El "siempre" es también un "para siempre": no se puede volver más a lo privado. Mi decisión de renunciar al ejercicio activo del ministerio no revoca esto. No vuelvo a la vida privada, a una vida de viajes, encuentros, recibimientos, conferencias, etcétera. No abandono la cruz, sino que quedo de modo nuevo ante el Señor crucificado.
Ya no llevo la potestad del oficio para el gobierno de la Iglesia, sino que en el servicio de la oración quedo, por así decirlo, en el recinto de San Pedro. San Benito, cuyo nombre llevo como Papa, será un gran ejemplo de esto. Él ha mostrado el camino para una vida que, activa o pasiva, pertenece totalmente a la obra de Dios.
Agradezco a todos y a cada uno también por el respeto y la comprensión con la que han acogido esta decisión tan importante.
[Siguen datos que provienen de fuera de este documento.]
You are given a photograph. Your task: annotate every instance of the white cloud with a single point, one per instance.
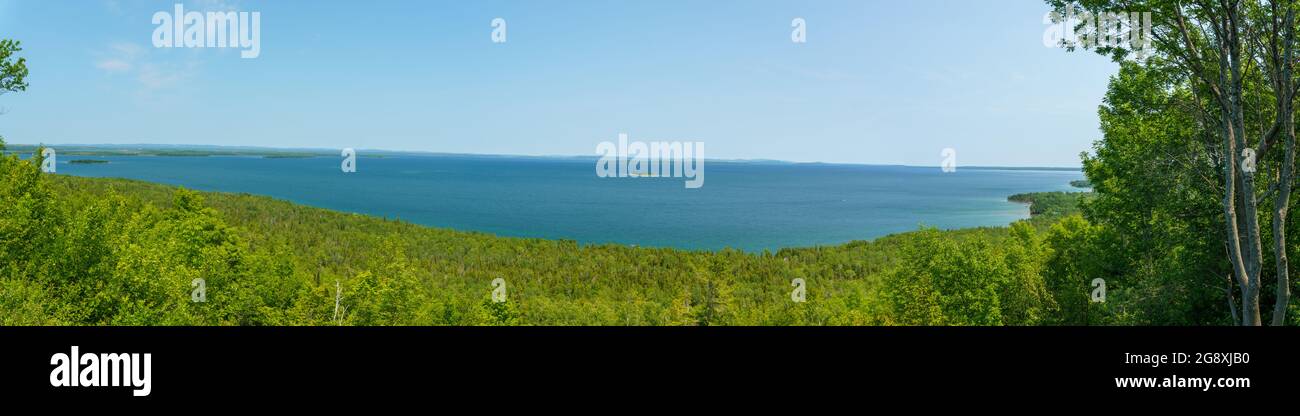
(113, 65)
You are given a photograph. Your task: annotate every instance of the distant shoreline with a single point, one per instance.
(269, 152)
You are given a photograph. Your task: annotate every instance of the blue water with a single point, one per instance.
(748, 206)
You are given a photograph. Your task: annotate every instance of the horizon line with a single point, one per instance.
(534, 156)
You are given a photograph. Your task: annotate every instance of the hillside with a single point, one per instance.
(90, 251)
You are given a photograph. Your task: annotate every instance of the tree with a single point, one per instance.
(13, 73)
(1236, 57)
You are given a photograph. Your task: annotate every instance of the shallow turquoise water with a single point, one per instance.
(748, 206)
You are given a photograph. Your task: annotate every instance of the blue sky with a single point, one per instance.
(878, 82)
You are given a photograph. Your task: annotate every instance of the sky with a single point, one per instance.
(876, 82)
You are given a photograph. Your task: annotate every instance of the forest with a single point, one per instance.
(1186, 224)
(95, 251)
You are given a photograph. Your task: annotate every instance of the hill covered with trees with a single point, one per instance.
(92, 251)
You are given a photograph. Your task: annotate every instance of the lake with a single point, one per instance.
(748, 206)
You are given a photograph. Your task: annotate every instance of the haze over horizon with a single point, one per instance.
(875, 83)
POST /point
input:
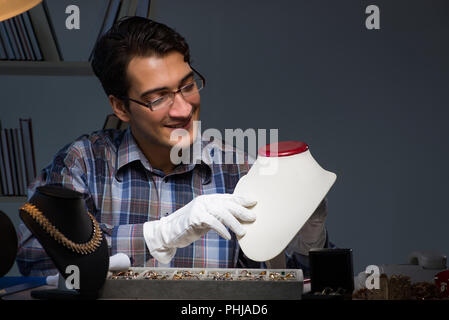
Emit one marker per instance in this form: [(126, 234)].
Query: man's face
[(151, 77)]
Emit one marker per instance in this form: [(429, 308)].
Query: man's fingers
[(241, 212), (244, 201), (226, 217), (216, 225)]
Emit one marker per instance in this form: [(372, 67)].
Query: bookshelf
[(46, 68), (12, 199), (29, 44)]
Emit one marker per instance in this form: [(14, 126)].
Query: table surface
[(26, 294)]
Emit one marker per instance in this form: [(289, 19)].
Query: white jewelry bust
[(288, 185)]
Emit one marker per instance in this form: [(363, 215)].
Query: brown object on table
[(426, 291), (399, 287)]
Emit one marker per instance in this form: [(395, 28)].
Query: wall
[(372, 105)]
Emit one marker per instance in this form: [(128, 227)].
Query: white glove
[(191, 222)]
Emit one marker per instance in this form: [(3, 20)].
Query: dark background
[(371, 104)]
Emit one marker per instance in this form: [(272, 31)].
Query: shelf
[(46, 68), (12, 199)]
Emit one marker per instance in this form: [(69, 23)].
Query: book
[(13, 39), (142, 9), (123, 125), (44, 35), (76, 45), (28, 150), (7, 190), (109, 19), (25, 42), (32, 36), (124, 8), (132, 7), (3, 55), (12, 162), (18, 159), (2, 168), (6, 42)]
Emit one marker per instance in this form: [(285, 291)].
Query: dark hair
[(130, 37)]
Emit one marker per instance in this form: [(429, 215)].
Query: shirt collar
[(128, 152)]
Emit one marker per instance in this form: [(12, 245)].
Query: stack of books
[(17, 159), (31, 36)]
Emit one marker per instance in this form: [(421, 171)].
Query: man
[(156, 212)]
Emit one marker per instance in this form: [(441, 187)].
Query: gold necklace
[(81, 248)]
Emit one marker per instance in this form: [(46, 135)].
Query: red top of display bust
[(284, 148)]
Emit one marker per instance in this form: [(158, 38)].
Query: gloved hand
[(191, 222)]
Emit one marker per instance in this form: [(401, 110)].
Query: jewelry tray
[(209, 284)]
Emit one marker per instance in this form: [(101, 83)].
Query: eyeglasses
[(161, 100)]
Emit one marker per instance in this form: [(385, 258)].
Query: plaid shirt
[(123, 192)]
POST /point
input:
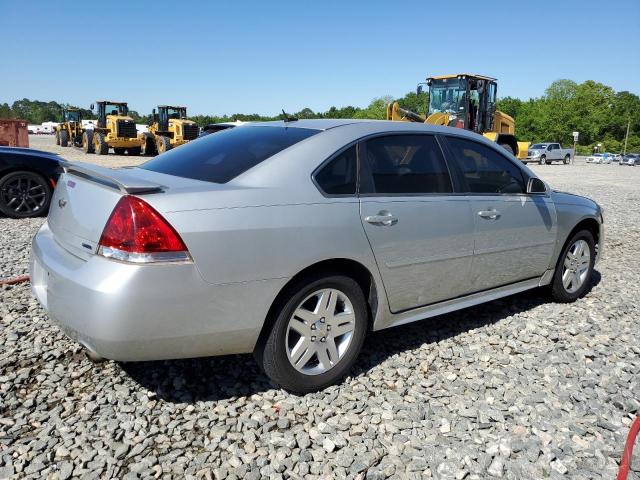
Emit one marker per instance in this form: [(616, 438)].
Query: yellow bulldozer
[(114, 129), (169, 128), (69, 131), (465, 101)]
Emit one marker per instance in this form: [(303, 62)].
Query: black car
[(215, 127), (27, 180)]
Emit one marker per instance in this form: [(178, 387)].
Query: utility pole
[(626, 137)]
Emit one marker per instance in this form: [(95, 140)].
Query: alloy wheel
[(576, 266), (320, 331), (24, 194)]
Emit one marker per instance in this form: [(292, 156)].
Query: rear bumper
[(145, 312)]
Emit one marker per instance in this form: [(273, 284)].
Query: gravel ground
[(519, 388)]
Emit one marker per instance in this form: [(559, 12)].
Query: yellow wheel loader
[(70, 129), (465, 101), (114, 129), (169, 128)]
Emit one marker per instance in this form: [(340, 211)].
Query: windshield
[(222, 157), (115, 109), (448, 96)]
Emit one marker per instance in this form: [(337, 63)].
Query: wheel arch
[(344, 266)]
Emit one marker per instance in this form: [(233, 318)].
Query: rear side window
[(484, 169), (222, 157), (338, 177), (407, 164)]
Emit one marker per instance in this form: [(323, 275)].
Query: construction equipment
[(465, 101), (114, 129), (169, 128), (70, 128)]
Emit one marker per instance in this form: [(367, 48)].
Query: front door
[(421, 235), (515, 232)]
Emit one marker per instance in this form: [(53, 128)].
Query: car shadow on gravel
[(220, 378)]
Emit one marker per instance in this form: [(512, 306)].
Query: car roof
[(27, 151), (368, 126)]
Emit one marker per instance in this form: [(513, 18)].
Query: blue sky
[(260, 57)]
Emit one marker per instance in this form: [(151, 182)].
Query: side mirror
[(535, 185)]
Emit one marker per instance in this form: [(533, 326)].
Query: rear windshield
[(222, 157)]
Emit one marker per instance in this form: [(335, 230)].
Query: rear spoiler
[(119, 179)]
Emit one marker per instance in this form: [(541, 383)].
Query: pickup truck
[(546, 153)]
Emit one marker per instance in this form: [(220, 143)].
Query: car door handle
[(492, 214), (383, 219)]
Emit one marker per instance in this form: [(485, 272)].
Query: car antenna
[(288, 118)]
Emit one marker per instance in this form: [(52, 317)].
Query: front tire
[(87, 141), (574, 268), (317, 335), (64, 138), (100, 144), (162, 144)]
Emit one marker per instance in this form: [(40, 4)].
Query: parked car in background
[(292, 240), (632, 159), (595, 158), (27, 180), (546, 153)]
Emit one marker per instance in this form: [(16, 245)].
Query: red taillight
[(136, 232)]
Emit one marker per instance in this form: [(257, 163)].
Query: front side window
[(221, 157), (339, 176), (484, 169), (407, 164)]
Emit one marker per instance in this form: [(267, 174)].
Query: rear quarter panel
[(245, 244)]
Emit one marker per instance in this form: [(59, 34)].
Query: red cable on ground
[(625, 462), (14, 280)]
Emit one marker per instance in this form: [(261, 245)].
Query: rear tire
[(64, 138), (338, 352), (571, 261), (87, 141), (100, 144), (162, 144)]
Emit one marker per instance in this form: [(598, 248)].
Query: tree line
[(598, 112)]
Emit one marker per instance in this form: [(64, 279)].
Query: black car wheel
[(24, 194)]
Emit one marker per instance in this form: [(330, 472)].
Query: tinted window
[(221, 157), (338, 177), (407, 164), (484, 169)]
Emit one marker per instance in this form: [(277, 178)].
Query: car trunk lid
[(83, 201)]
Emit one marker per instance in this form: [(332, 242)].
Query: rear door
[(420, 232), (515, 233)]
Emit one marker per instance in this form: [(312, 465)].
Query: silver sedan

Seguiré acompañando el camino de la Iglesia con la oración y la reflexión, con aquella dedicación al Señor y a su Esposa que he buscado vivir hasta ahora cada día y que quiero vivir siempre.
Les pido recordarme ante Dios, y sobre todo rezar por los cardenales llamados a una tarea tan relevante, y por el nuevo Sucesor del Apóstol Pedro: que el Señor lo acompañe con la luz y la fuerza de su Espíritu.
Invoquemos la intercesión maternal de la Virgen María, Madre de Dios y de la Iglesia, para que nos acompañe a cada uno de nosotros y a toda la comunidad eclesial; a ella nos acogemos con profunda confianza.
¡Queridos amigos! Dios guía a su Iglesia, la levanta siempre también y sobre todo en los momentos difíciles. No perdamos nunca esta visión de fe, que es la única y verdadera visión del camino de la Iglesia y del mundo. Que en nuestro corazón, en el corazón de cada uno de vosotros, esté siempre la alegre certeza de que el Señor está a nuestro lado, no nos abandona, es cercano y nos rodea con su amor. ¡Gracias!